Look out for add-ons to supplement ElderShield

April 23, 2007

Look out for add-ons to supplement ElderShield

They can be bought separately and may pay higher benefits over longer periods

By Salma Khalik, Health Correspondent

EXPECT a slew of insurance plans to protect the elderly against disability in their later years.

With the introduction of supplementary schemes for ElderShield that can draw on Medisave accounts for as much as $2,000 a year in premiums, insurers can afford to be creative in what they offer.

Tenders for such schemes were put up on April 2.

The anticipated new schemes will be on top of the basic ElderShield - the national severe disability scheme - which will be changed to provide people who qualify with payouts of $400 a month for up to six years.

Several insurance companies plan to offer supplementary schemes when the new five-year period for ElderShield starts in September.

They can be bought separately by anyone who already has ElderShield. Thus, someone insured by one company for basic ElderShield may buy a supplementary scheme from another insurer.

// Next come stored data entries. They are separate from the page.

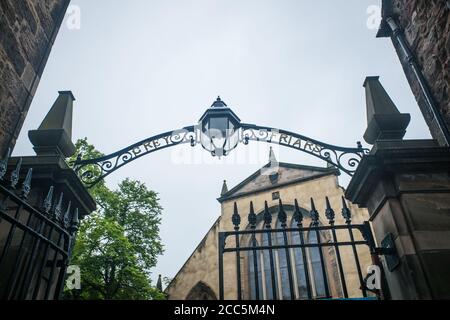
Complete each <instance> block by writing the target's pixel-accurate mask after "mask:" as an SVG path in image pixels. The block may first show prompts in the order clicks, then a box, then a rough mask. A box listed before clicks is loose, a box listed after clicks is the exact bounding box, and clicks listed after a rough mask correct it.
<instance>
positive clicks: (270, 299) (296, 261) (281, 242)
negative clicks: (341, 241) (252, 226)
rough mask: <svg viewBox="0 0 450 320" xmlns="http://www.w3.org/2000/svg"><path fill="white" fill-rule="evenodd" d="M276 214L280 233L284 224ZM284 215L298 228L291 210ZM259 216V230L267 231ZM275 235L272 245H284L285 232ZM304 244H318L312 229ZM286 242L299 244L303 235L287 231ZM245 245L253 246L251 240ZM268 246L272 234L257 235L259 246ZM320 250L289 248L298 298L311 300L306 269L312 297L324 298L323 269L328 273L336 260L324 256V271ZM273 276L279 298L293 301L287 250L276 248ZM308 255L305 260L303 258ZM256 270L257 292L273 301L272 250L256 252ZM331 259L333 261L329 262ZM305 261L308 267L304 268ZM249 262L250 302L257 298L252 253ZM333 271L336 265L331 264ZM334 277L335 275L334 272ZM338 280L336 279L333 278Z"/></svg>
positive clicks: (249, 284) (263, 250) (296, 294)
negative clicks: (327, 265) (317, 243)
mask: <svg viewBox="0 0 450 320" xmlns="http://www.w3.org/2000/svg"><path fill="white" fill-rule="evenodd" d="M271 211H272V212H273V220H277V223H276V229H278V230H281V229H282V227H281V223H280V221H278V219H277V216H276V215H277V211H276V210H273V209H272V210H271ZM285 212H286V213H287V215H288V220H289V219H290V220H291V221H290V224H289V226H290V227H291V228H292V229H295V228H297V225H296V222H295V221H293V219H292V214H293V212H292V209H289V208H285ZM261 218H262V217H261V216H259V219H258V220H259V222H258V223H257V227H256V229H262V228H264V223H263V221H262V219H261ZM305 220H306V221H309V222H310V218H309V217H308V216H307V215H306V214H305V219H304V225H306V221H305ZM270 234H271V236H272V245H273V246H277V245H278V246H280V245H281V246H284V245H285V242H284V235H283V232H281V231H280V232H273V233H270ZM303 236H304V238H303V241H304V243H305V244H308V243H309V244H317V243H318V241H317V233H316V231H315V230H312V231H310V232H308V233H306V232H304V233H303ZM319 236H320V237H321V240H322V241H325V238H326V234H322V233H319ZM287 237H288V239H287V242H288V244H293V245H296V244H300V243H301V241H300V233H299V232H298V231H288V232H287ZM244 242H248V245H249V246H250V247H251V246H252V245H253V241H252V239H248V238H247V239H246V240H245V241H244ZM259 243H261V246H264V247H267V246H268V245H269V233H266V232H264V233H258V234H256V246H259ZM320 250H321V249H320V248H319V247H305V248H303V250H302V248H290V249H289V256H290V265H291V268H292V280H293V282H294V291H295V292H294V295H295V297H296V298H297V299H307V298H308V286H307V281H306V280H307V278H306V273H305V269H306V268H307V270H308V280H309V284H310V288H311V296H312V297H313V298H314V299H316V298H323V297H325V295H326V294H325V281H327V278H326V276H325V278H324V274H323V269H325V272H326V274H328V271H329V270H326V268H327V261H332V260H333V257H332V256H330V254H327V255H324V257H323V258H324V263H325V266H323V268H322V260H321V257H320ZM272 254H273V268H274V270H273V274H274V278H275V292H276V294H277V295H276V297H277V299H283V300H288V299H290V298H291V291H290V285H289V270H288V265H289V264H288V260H287V257H288V256H287V254H286V249H285V248H282V249H273V250H272ZM303 254H305V257H304V256H303ZM256 257H257V267H258V274H257V279H258V289H259V299H266V300H272V299H274V298H275V297H274V294H273V292H274V290H273V288H272V270H271V264H270V250H268V249H264V250H257V251H256ZM330 259H331V260H330ZM305 260H306V266H305ZM247 263H248V268H247V270H248V283H249V291H250V292H249V296H250V298H251V299H253V300H254V299H256V298H257V297H256V286H255V267H254V257H253V251H252V250H250V251H247ZM331 266H332V268H334V266H333V265H332V264H331ZM332 274H333V273H332ZM332 280H334V281H335V280H336V279H332Z"/></svg>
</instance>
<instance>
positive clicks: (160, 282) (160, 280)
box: [156, 275, 162, 292]
mask: <svg viewBox="0 0 450 320" xmlns="http://www.w3.org/2000/svg"><path fill="white" fill-rule="evenodd" d="M156 289H158V290H159V291H161V292H162V278H161V275H158V282H156Z"/></svg>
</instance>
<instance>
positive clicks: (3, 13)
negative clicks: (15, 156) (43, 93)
mask: <svg viewBox="0 0 450 320" xmlns="http://www.w3.org/2000/svg"><path fill="white" fill-rule="evenodd" d="M69 2H70V0H46V1H34V0H20V1H17V0H2V1H0V158H1V157H2V156H3V155H4V154H5V152H6V150H7V148H8V147H11V148H12V147H14V144H15V141H16V139H17V137H18V135H19V132H20V129H21V128H22V124H23V122H24V120H25V117H26V115H27V112H28V109H29V108H30V104H31V101H32V99H33V96H34V94H35V92H36V89H37V86H38V84H39V80H40V78H41V76H42V72H43V70H44V67H45V65H46V62H47V59H48V57H49V55H50V51H51V48H52V46H53V43H54V41H55V38H56V35H57V33H58V31H59V28H60V26H61V23H62V21H63V19H64V15H65V12H66V10H67V7H68V5H69Z"/></svg>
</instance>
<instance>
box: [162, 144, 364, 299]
mask: <svg viewBox="0 0 450 320" xmlns="http://www.w3.org/2000/svg"><path fill="white" fill-rule="evenodd" d="M338 176H339V170H338V169H336V168H335V167H332V166H328V167H314V166H306V165H301V164H291V163H283V162H278V161H277V159H276V158H275V156H274V153H273V151H272V150H271V151H270V156H269V162H268V163H267V164H266V165H265V166H264V167H262V168H261V169H260V170H258V171H256V172H255V173H253V174H252V175H250V176H249V177H248V178H246V179H245V180H243V181H242V182H241V183H239V184H238V185H236V186H235V187H233V188H232V189H230V190H229V189H228V187H227V184H226V181H224V184H223V187H222V192H221V195H220V197H219V198H218V199H217V200H218V201H219V202H220V204H221V214H220V216H219V217H218V219H217V220H216V221H215V223H214V224H213V226H212V227H211V228H210V230H209V231H208V232H207V233H206V235H205V237H204V238H203V240H202V241H201V242H200V243H199V244H198V246H197V248H195V250H194V252H193V253H192V254H191V256H190V257H189V258H188V260H187V261H186V262H185V263H184V265H183V266H182V268H181V269H180V270H179V272H178V273H177V275H176V276H175V277H174V278H173V280H172V281H171V282H170V284H169V285H168V287H167V288H166V290H165V292H166V294H167V295H168V298H169V299H177V300H215V299H218V298H219V262H218V261H219V259H218V257H219V250H218V245H219V244H218V243H219V242H218V241H219V232H222V231H232V230H233V229H234V225H233V223H232V216H233V213H234V210H235V206H236V208H237V209H238V211H239V213H240V215H241V218H242V222H241V229H244V230H245V229H248V228H249V226H248V223H249V222H248V221H247V216H248V213H249V207H250V202H252V205H253V208H254V212H255V213H256V229H262V228H264V221H263V220H264V219H263V214H264V209H265V203H266V202H267V205H268V208H269V210H270V213H271V214H272V221H273V227H274V228H280V221H279V219H278V217H277V212H278V211H279V207H280V203H282V206H283V210H284V212H286V214H287V227H288V228H289V227H291V228H295V225H296V224H295V221H294V219H293V215H294V203H295V200H297V201H298V204H299V206H300V208H301V212H302V214H303V225H304V226H309V225H311V217H310V216H309V212H310V210H311V207H310V199H311V198H313V199H314V201H315V206H316V209H317V211H318V212H319V213H320V214H319V224H320V225H328V220H327V219H326V217H325V215H324V212H325V209H326V201H325V199H326V197H328V199H329V203H330V204H331V206H332V207H333V208H335V209H336V217H335V223H336V225H338V224H339V225H345V223H346V221H345V220H344V218H343V217H342V216H341V215H340V209H339V211H338V210H337V209H338V208H342V201H343V200H342V197H343V195H344V191H345V190H344V188H343V187H341V186H340V185H339V183H338ZM280 200H282V201H281V202H280ZM345 201H346V205H347V206H348V208H349V209H350V212H351V214H352V218H351V219H352V223H362V222H364V221H367V220H368V218H369V215H368V212H367V210H366V209H361V208H358V206H356V205H353V204H352V203H350V202H348V201H347V200H345ZM336 232H337V236H338V237H340V239H342V241H345V240H346V237H348V233H345V231H344V230H336ZM316 235H317V233H315V232H309V233H308V234H305V242H306V243H317V240H318V239H317V236H316ZM358 237H361V236H360V235H359V234H356V233H355V240H358ZM298 238H299V235H298V233H292V234H289V242H291V243H295V242H298V241H299V239H298ZM320 238H321V239H319V240H320V241H322V242H331V235H330V232H329V230H327V231H322V232H320ZM282 240H283V239H282V238H280V235H279V234H274V235H273V236H272V239H271V241H272V242H273V243H272V245H276V244H277V243H281V242H282ZM249 241H250V238H249V237H245V236H244V235H243V236H241V239H240V242H241V244H246V243H247V244H248V243H249ZM231 242H233V239H231V238H230V239H228V240H227V245H228V244H229V243H231ZM256 242H257V243H258V245H262V246H264V245H267V237H265V236H264V234H257V235H256ZM289 250H290V252H289V254H288V255H285V254H284V253H285V251H284V249H283V250H281V249H279V250H273V261H272V263H273V265H274V266H275V271H276V272H275V274H273V273H272V277H273V276H275V281H272V280H273V279H272V278H271V274H270V272H271V271H270V268H269V257H268V253H267V252H268V250H262V251H261V252H258V254H256V257H257V262H258V265H259V266H260V267H259V268H258V269H257V275H255V268H254V267H253V265H254V262H253V256H252V252H251V251H250V252H248V251H247V252H242V254H241V255H240V266H239V267H240V274H241V282H242V289H241V290H242V298H243V299H245V300H255V299H260V300H272V299H274V292H275V294H276V297H277V298H278V299H291V298H292V295H291V294H290V288H289V285H288V272H287V268H288V267H290V268H291V269H292V273H291V274H292V279H291V280H293V282H294V283H295V288H294V290H295V299H307V298H308V295H307V292H306V291H307V290H306V283H307V279H306V278H305V272H304V269H305V268H304V262H305V261H307V262H306V263H307V264H308V270H310V272H309V274H308V277H309V279H308V280H309V281H308V283H309V284H308V285H309V287H310V288H311V293H310V295H309V297H311V298H312V299H320V298H324V297H326V295H325V290H324V289H325V285H327V286H328V287H327V288H328V290H329V296H328V297H326V298H342V297H343V292H342V289H343V288H342V285H341V283H342V282H341V279H340V276H342V273H339V268H338V266H337V259H336V248H335V247H333V246H328V247H322V249H320V248H319V247H309V248H306V250H305V251H303V252H305V254H306V256H307V259H302V254H301V252H300V249H299V248H290V249H289ZM319 250H322V253H320V252H319ZM339 251H340V258H341V261H342V268H343V271H344V276H345V283H346V288H345V290H346V291H347V295H348V297H349V298H360V297H362V296H361V285H360V283H361V281H360V280H361V279H360V278H359V276H358V272H357V266H356V264H355V257H354V256H355V252H354V251H352V248H351V247H345V246H344V247H340V248H339ZM286 254H287V253H286ZM321 254H322V256H323V258H324V259H323V260H321V259H319V256H320V255H321ZM357 256H358V257H357V260H358V259H359V264H360V270H362V273H363V274H364V275H366V274H367V267H368V266H369V265H371V264H372V263H371V257H370V253H369V250H368V249H367V248H363V247H361V248H357ZM286 257H288V258H289V259H290V263H289V261H287V258H286ZM321 261H324V265H322V262H321ZM322 271H324V272H322ZM236 272H237V263H236V257H235V255H233V254H225V255H224V258H223V277H224V285H223V286H224V288H223V293H224V298H225V299H229V300H236V299H237V293H236V292H237V291H236V286H237V284H236ZM256 278H257V279H258V282H259V283H258V287H259V290H258V289H256V290H255V282H256V280H255V281H253V279H256ZM274 283H275V289H274V288H273V284H274ZM325 283H326V284H325ZM257 292H258V296H257Z"/></svg>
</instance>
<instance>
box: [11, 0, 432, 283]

The five-year-old disability insurance, meant for the elderly who need full-time help to do simple things like going to the toilet or eating, has come in for heavy criticism over the low payouts and the need to have at least three disabilities before a claim is allowed.

While the basic scheme will likely stick with the current criteria, supplementary ones are expected to be open to creative enhancements.

According to the tender documents, they could offer higher benefits, pay over longer periods, be less strict on the definition of disability, and offer no-claim discounts too.

But the underlying principle remains - so they may not offer surrender value which allows a policy holder to collect a lump sum payment if he stops the insurance after a certain number of years.

After all, the scheme is meant to provide coverage for the rest of a person's life.

But the supplementary schemes are allowed to offer an initial lump sum payment of three months' worth of benefits, since the initial period of disability may be a greater financial drain.

They may also extend payment for up to three months after the death of the person, to help with funeral and other expenses.

Dr Lam Pin Min, a member of the Government Parliamentary Committee (GPC) for Health, said that with people living longer, 'the importance of the disability insurance scheme will be even greater'.

Allowing as much as $2,000 from Medisave to be used on premiums, he said, would encourage people to 'take up appropriately and adequately covered disability insurance schemes'.

Madam Halimah Yacob, who heads the GPC, noted that such enhancements 'will not be suitable for older Singaporeans with low savings'.

Health Minister Khaw Boon Wan has proposed that the basic scheme should also be improved, by increasing the monthly payouts from the current $300 to $400, and the period of payment should go up from five to six years.

This will mean higher premiums, even for the basic scheme. But he has pledged that this will not exceed $120 more a year. Premiums paid depend on the age at which a person joins ElderShield.

At age 40, women pay about $190 and men $150 a year. If they join at 60, women pay $845 and men $630 a year. Payment stops when they are 65 years old, but coverage will be for life.

The tender document also stated that current policy holders who want to remain on the existing plan may do so. There is also a scheme which allows people who stop after paying a minimum amount, to get a pro-rated payout starting at $100 a month, should they become disabled.